Stossel, the editor of The Atlantic, is a wry, if distressed, chronicler of his own history and that of psychopharmacology. It's been a long and in many ways frightening journey for him. Still, near the end of the book, in a chapter titled "Redemption," Stossel attempts to see the upside of anxiety—the links between it and creativity, productivity, morality. His therapist advises him to give himself more credit for being resilient, and it seems he does.

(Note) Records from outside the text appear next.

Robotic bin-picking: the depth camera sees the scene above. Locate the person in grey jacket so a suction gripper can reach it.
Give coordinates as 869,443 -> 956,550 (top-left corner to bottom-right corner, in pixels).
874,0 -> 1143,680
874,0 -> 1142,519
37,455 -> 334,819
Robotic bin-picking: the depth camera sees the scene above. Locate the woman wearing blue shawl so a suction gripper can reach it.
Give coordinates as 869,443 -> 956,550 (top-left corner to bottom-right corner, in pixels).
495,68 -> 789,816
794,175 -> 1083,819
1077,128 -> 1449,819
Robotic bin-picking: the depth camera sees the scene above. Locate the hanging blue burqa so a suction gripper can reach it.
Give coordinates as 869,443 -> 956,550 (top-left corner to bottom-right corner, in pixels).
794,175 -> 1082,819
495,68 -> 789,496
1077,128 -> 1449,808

He concludes with the hope that "admitting my shame and fear to the world" will ultimately be "empowering and anxiety reducing."

We hope so, too.
— Amy Bloom

By Su Meck with Daniel de Visé
288 pages; Simon & Schuster

The author recounts her grueling climb back to normalcy after an accident robs her of her memory and sense of self in this heart-wrenching true story.
— Abbe Wright

By Eileen Cronin
352 pages; W. W. Norton & Company

It's not until the author is 3 years old that she comprehends she was born with no lower legs, and that this makes her different. Cronin is extraordinarily courageous; she chronicles her journey to fit in and thrive with bravery and wit.
— Abbe Wright

By Lynn Darling
288 pages; Harper

After sending her daughter off to college, grieving widow Darling trades Manhattan for a bare-bones cottage in Vermont, where, in learning to fend for herself, she begins to heal.